Tenho uma grande esperança de que a nação francesa dê ao mundo um exemplo a seguir, como ela o fez após o atentado que visou Charlie Hebdo. Não há necessidade para isso de ripostar contra um perigo fictício como “a submissão ” a uma cultura estrangeira que, supostamente, ameaçaria. O perigo é bem mais tangível. A sociedade civil deve evitar sacrificar no altar da segurança todas as virtudes democráticas de uma sociedade aberta que são a liberdade do indivíduo, a tolerância no que diz respeito à diversidade das formas de vida e a boa disposição adoptar a perspectiva de outros. Face a uma Frente Nacional que se reforça, isto é mais fácil de dizer do que fazer.
Mas existem boas razões para reagir assim, o que têm pouco a ver com os encantamentos. A mais importante é evidente: o preconceito, a desconfiança e a rejeição do Islão, o medo do Islão, e a luta preventivo contra ele, devem muito à pura e simples projecção. Com efeito, para os jihadistas o fundamentalismo exprime-se sob a forma de um código religioso mas o fundamentalismo não é, de forma nenhuma, uma religião. Poderia recorrer, em vez da linguagem religiosa que utiliza, a qualquer outra linguagem religiosa, e mesmo a qualquer ideologia que prometa uma justiça redentora.
Os grandes monoteísmos têm origens que recuam muito longe no tempo. O jihadismo, em contrapartida, é uma forma absolutamente moderna de reacção às condições de vida caracterizadas pelo desenraizamento. Chamar a atenção, com um objectivo preventivo, sobre uma integração social disfuncional ou sobre uma modernização social falhada, não é naturalmente isentar os autores destes atentados à sua responsabilidade pessoal.

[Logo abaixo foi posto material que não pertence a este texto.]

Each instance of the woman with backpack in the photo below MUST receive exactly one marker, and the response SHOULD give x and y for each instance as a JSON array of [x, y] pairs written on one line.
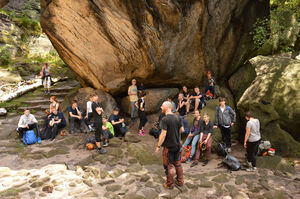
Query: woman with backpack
[[252, 140], [46, 78]]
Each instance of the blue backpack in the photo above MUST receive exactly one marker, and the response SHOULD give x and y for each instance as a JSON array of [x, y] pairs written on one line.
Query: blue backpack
[[29, 137]]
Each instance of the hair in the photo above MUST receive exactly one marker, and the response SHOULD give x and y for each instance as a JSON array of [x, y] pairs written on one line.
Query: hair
[[222, 99], [248, 114]]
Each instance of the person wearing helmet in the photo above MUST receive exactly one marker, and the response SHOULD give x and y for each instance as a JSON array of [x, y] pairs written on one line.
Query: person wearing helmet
[[205, 140], [252, 140]]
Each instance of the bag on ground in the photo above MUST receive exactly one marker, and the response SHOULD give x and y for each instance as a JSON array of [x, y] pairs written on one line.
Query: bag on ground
[[232, 163], [29, 137]]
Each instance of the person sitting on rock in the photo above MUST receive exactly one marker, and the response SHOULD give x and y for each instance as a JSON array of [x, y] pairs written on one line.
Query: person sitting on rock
[[181, 107], [206, 130], [224, 122], [140, 104], [76, 119], [197, 99], [252, 140], [57, 121], [89, 114], [194, 135], [54, 103], [118, 123], [210, 85], [173, 104], [107, 129], [28, 122]]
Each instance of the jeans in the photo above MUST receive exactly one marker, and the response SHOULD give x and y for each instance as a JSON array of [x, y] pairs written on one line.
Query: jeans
[[188, 140]]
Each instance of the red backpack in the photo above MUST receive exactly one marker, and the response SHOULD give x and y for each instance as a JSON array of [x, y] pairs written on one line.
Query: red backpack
[[185, 153]]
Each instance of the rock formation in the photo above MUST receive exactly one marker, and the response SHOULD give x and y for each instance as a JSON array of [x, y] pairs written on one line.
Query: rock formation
[[163, 43]]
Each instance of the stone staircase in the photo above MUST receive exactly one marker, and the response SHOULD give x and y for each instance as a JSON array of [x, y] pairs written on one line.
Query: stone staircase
[[37, 102]]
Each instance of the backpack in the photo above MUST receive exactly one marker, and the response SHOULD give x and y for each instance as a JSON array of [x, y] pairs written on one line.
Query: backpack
[[221, 149], [29, 137], [185, 153], [232, 163]]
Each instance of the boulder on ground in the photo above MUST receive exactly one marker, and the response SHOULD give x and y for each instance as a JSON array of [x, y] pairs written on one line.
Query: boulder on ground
[[154, 99]]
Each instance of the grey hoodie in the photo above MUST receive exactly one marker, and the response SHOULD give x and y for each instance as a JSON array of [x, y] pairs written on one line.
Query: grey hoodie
[[223, 118]]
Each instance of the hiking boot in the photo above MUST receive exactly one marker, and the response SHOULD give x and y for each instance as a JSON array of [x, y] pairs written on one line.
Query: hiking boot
[[194, 164], [205, 163], [168, 187], [101, 150]]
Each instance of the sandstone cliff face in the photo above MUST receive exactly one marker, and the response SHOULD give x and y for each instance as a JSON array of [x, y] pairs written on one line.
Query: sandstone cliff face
[[160, 42]]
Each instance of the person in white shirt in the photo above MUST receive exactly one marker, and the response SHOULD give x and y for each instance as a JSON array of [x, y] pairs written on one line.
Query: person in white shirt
[[27, 122]]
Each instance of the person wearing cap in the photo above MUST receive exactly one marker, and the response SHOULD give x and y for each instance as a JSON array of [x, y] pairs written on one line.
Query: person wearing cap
[[118, 123], [132, 92], [206, 130], [107, 129]]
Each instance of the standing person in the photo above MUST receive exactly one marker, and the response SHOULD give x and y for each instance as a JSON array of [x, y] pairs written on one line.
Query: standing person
[[89, 113], [118, 123], [140, 104], [206, 130], [108, 130], [57, 121], [170, 139], [197, 98], [97, 115], [75, 118], [224, 122], [54, 103], [210, 84], [194, 134], [132, 92], [46, 78], [252, 140], [181, 107], [28, 122]]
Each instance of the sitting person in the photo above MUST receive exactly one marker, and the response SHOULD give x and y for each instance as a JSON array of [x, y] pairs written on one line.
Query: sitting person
[[206, 130], [173, 104], [197, 99], [76, 119], [56, 122], [181, 107], [28, 122], [194, 134], [54, 103], [210, 85], [118, 123], [107, 130]]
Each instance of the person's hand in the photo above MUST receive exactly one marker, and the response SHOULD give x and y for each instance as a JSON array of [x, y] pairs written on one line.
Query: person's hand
[[157, 150]]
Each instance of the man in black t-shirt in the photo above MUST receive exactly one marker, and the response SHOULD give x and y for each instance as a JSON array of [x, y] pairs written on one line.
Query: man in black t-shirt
[[76, 119], [97, 115], [170, 139]]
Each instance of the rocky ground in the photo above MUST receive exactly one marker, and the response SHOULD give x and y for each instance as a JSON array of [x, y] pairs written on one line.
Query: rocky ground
[[130, 169]]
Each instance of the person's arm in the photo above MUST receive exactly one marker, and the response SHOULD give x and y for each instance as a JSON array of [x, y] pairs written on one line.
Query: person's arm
[[246, 136]]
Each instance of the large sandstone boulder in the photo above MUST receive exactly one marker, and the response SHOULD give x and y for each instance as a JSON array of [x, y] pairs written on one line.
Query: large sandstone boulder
[[273, 97], [163, 43], [154, 99]]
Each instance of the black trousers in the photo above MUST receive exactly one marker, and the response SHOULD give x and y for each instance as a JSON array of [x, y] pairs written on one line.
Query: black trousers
[[252, 149], [55, 129], [226, 135], [143, 119], [31, 127]]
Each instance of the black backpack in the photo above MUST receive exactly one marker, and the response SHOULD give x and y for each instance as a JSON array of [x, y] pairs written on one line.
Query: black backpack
[[221, 149], [232, 163]]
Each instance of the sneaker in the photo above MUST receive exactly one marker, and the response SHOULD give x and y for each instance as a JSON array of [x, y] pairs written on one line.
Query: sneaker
[[194, 164], [101, 150], [105, 144], [205, 163]]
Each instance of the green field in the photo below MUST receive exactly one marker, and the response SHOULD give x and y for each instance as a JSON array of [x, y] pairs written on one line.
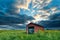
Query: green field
[[21, 35]]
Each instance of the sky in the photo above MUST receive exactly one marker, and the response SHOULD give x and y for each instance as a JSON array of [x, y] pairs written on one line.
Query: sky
[[22, 12]]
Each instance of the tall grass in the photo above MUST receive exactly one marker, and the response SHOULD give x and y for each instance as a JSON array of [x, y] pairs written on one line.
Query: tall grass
[[21, 35]]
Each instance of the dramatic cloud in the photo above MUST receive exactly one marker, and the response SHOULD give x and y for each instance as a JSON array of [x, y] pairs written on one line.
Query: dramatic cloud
[[15, 19]]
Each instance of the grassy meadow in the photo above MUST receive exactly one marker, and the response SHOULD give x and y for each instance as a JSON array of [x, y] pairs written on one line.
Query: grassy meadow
[[21, 35]]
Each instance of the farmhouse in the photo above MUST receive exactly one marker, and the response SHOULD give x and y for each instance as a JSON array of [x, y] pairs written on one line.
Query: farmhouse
[[33, 28]]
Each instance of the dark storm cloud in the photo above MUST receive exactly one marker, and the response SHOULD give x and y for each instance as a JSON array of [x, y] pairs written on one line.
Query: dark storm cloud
[[54, 3], [9, 6], [55, 16]]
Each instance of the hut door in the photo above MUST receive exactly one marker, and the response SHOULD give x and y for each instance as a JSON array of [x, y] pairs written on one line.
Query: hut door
[[30, 30]]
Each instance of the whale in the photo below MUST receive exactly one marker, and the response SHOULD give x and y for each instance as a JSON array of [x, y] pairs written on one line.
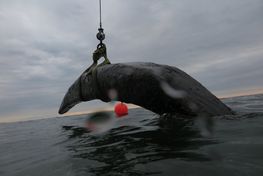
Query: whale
[[162, 89]]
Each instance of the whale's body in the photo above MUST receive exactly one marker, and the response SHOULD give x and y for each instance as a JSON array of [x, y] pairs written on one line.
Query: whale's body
[[158, 88]]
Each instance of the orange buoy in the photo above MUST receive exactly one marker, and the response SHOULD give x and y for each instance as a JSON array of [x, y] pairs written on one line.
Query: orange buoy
[[121, 109]]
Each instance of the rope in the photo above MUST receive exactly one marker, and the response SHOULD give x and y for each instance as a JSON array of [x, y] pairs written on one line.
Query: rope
[[100, 13]]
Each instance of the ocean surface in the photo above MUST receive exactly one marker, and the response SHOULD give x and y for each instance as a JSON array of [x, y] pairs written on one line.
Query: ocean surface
[[141, 143]]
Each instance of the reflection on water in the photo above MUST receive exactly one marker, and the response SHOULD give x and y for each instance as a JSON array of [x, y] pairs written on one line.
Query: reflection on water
[[124, 148], [138, 144]]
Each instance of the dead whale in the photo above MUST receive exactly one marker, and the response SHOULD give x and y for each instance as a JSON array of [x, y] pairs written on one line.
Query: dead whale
[[158, 88]]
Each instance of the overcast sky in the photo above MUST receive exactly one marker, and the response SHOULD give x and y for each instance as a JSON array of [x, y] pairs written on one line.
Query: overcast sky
[[46, 44]]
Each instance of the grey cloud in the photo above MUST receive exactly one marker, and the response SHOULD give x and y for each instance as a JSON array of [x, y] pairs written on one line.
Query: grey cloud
[[45, 45]]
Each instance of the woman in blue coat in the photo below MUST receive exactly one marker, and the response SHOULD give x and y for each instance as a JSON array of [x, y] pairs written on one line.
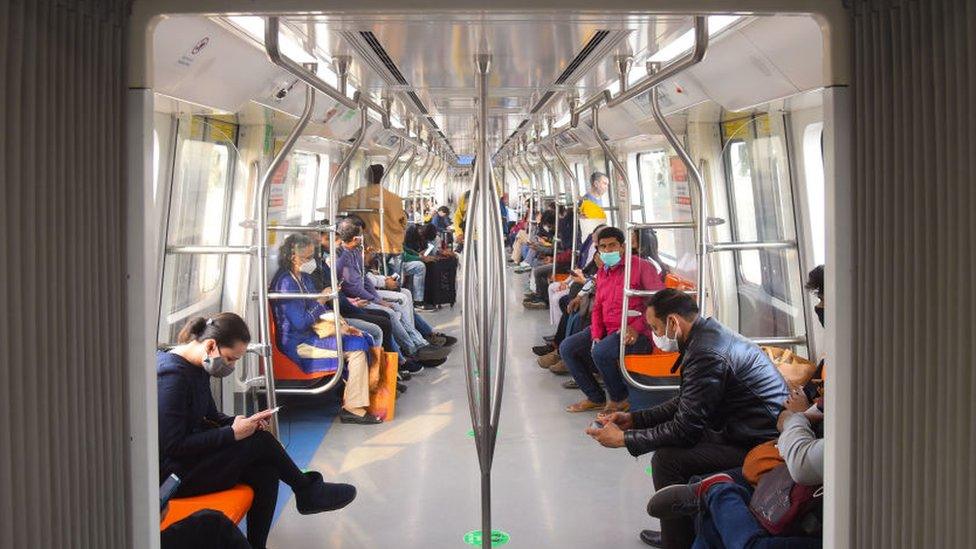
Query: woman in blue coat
[[309, 340]]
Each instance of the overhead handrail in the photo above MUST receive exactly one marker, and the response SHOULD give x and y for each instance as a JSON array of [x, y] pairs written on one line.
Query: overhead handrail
[[640, 87], [574, 191], [271, 46]]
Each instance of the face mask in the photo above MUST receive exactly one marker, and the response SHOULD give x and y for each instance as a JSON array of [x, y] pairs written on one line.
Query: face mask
[[610, 259], [664, 342], [217, 366]]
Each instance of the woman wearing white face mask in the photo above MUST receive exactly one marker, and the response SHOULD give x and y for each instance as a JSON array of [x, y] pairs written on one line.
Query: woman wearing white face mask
[[307, 340], [210, 451]]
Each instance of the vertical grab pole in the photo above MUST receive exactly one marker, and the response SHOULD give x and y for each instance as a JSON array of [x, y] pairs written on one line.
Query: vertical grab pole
[[574, 193], [263, 194], [701, 221], [556, 190], [386, 174]]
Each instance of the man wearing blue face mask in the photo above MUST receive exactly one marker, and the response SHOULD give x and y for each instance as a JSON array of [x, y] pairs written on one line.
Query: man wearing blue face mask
[[728, 402], [599, 346]]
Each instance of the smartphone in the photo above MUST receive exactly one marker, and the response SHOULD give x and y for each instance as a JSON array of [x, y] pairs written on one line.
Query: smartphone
[[167, 490]]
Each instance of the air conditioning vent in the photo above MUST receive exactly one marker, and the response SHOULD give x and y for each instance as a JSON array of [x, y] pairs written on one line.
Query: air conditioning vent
[[581, 56]]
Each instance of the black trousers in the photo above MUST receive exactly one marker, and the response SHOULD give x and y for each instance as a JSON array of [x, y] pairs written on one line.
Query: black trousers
[[258, 461], [380, 319], [677, 466], [206, 529]]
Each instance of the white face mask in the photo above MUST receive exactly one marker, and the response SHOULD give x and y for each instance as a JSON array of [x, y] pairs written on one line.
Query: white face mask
[[664, 342]]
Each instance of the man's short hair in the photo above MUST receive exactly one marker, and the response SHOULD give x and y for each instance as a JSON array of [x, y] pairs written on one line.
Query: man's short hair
[[348, 230], [611, 232], [673, 302], [374, 174]]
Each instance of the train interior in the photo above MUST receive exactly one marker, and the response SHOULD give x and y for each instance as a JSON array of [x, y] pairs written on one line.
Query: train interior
[[751, 115]]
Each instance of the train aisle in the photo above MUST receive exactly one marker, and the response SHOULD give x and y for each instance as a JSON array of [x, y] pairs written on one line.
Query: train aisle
[[418, 477]]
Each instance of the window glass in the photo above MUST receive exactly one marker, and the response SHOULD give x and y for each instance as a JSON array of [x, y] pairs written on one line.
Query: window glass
[[816, 194], [205, 161]]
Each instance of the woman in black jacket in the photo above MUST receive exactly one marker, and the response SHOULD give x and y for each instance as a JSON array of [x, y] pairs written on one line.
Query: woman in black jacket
[[210, 451]]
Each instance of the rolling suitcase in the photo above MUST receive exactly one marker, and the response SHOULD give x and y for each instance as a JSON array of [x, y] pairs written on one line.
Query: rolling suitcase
[[440, 285]]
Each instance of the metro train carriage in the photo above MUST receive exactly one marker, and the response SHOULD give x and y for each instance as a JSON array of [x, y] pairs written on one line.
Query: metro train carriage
[[446, 274]]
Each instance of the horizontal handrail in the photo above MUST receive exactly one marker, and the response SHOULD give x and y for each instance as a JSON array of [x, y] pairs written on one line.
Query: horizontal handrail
[[784, 340], [205, 250], [663, 225], [739, 246]]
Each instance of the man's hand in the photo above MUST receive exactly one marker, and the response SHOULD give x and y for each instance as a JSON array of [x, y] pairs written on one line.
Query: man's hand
[[610, 436], [244, 427], [797, 402], [624, 420]]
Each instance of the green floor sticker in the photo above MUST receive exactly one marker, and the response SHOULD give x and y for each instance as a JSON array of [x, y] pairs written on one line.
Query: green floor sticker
[[497, 538]]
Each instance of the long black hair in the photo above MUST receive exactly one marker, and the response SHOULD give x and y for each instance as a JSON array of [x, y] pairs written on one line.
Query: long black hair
[[227, 329], [286, 252]]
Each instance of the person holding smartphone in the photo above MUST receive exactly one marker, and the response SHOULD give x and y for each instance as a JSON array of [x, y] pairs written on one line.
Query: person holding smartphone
[[211, 451]]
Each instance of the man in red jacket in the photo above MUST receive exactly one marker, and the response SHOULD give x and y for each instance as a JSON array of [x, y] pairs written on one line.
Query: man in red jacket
[[599, 346]]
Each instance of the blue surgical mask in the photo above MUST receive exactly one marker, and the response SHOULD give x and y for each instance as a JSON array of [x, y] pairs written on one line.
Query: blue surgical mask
[[610, 259]]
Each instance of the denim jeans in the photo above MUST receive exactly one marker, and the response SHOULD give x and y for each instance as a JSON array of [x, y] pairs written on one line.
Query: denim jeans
[[418, 272], [579, 353], [728, 523]]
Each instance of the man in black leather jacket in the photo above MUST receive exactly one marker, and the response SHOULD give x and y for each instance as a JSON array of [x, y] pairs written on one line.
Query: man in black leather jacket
[[728, 402]]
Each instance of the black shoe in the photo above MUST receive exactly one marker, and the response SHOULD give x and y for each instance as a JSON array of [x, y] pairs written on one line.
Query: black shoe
[[433, 363], [683, 500], [346, 416], [430, 352], [542, 350], [441, 340], [652, 538], [412, 366], [319, 496]]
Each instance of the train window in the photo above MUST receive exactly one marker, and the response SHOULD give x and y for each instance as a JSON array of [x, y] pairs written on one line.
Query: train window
[[816, 194], [199, 206], [745, 209]]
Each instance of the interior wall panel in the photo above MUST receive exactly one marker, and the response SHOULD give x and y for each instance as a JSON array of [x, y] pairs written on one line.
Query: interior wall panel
[[62, 336], [914, 202]]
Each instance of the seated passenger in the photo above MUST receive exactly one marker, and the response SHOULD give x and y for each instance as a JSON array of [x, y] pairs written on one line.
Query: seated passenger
[[375, 323], [309, 340], [729, 399], [357, 285], [600, 345], [722, 500], [210, 451]]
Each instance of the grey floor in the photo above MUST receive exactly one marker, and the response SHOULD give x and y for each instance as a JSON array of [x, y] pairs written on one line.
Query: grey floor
[[418, 476]]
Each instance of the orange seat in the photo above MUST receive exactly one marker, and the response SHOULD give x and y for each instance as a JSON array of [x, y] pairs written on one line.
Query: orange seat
[[285, 368], [672, 280], [653, 365], [233, 503]]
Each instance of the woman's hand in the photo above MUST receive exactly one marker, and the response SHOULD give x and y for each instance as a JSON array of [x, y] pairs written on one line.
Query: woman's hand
[[244, 427]]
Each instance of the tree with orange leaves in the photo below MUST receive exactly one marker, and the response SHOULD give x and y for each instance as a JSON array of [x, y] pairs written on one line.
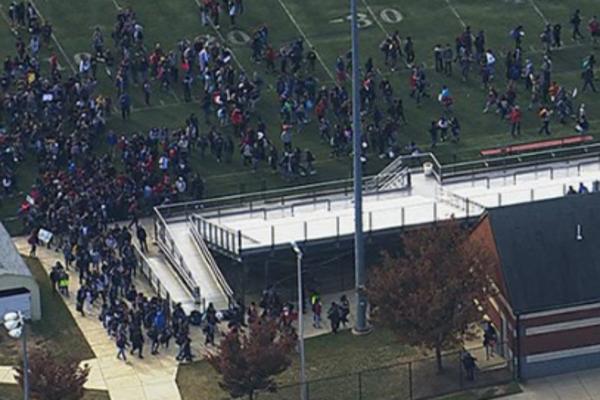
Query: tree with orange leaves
[[431, 295], [249, 361]]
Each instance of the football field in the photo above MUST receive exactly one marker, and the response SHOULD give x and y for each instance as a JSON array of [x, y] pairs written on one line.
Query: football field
[[324, 26]]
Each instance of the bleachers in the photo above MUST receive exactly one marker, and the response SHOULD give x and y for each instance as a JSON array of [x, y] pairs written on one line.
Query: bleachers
[[536, 146]]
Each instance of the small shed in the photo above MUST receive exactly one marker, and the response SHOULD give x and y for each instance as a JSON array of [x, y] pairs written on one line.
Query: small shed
[[19, 290]]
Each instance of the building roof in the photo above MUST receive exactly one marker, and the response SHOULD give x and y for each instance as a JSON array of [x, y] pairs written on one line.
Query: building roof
[[11, 262], [544, 264]]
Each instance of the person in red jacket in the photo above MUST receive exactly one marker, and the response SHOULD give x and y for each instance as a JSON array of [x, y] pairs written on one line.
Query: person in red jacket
[[515, 121], [594, 28], [237, 120]]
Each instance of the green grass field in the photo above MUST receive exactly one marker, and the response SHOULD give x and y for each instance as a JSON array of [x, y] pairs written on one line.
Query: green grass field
[[323, 24]]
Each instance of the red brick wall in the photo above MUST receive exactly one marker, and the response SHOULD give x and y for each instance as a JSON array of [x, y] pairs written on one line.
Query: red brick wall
[[563, 317], [562, 340]]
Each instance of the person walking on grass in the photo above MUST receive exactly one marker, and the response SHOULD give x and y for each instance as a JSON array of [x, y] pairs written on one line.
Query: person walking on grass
[[333, 314], [317, 309], [544, 115], [515, 117]]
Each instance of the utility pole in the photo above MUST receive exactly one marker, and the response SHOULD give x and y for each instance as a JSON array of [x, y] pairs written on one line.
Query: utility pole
[[299, 255], [361, 326]]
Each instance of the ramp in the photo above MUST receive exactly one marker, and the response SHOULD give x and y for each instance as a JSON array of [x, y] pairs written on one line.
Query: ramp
[[165, 281], [200, 265]]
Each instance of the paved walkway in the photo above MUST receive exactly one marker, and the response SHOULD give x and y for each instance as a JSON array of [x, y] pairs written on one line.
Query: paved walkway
[[584, 385], [152, 378]]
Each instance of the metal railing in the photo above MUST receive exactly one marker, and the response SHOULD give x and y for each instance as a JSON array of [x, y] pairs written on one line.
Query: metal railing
[[153, 280], [195, 223], [219, 237], [466, 204], [524, 160], [167, 245]]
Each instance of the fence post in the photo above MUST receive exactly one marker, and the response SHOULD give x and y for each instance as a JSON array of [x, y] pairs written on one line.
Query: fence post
[[272, 236], [460, 377], [359, 385], [305, 231], [410, 389]]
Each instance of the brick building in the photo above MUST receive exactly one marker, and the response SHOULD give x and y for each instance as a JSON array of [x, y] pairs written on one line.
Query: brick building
[[547, 272]]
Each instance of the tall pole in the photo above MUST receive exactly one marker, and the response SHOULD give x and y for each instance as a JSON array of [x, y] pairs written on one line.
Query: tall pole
[[299, 254], [25, 363], [359, 245]]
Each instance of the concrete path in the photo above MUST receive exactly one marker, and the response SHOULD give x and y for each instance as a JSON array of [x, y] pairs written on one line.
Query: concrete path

A atitude da Alemanha face ao afluxo dos refugiados surpreendeu positivamente, apesar dos retrocessos recentes. Pensa que a vaga terrorista possa alterar este estado de espírito – dado que certos islamitas terão procurado infiltrar-se na onda dos refugiados?
Espero claramente que não. Estamos todos no mesmo barco. O terrorismo assim como a crise dos refugiados constituem desafios dramáticos, talvez desafios de situação limite e exigem uma cooperação estreitamente solidária à que todas as nações europeias até agora ainda não se decidiram levar a cabo, incluindo as que estão entre- si ligadas pela união monetária (tradução do alemão por Frédéric Joly).
Jürgen Habermas nasceu em 1929. O seu nome está associado à Escola de Frankfurt. Habermas desenvolve na sua obra uma filosofia do espaço público democrático.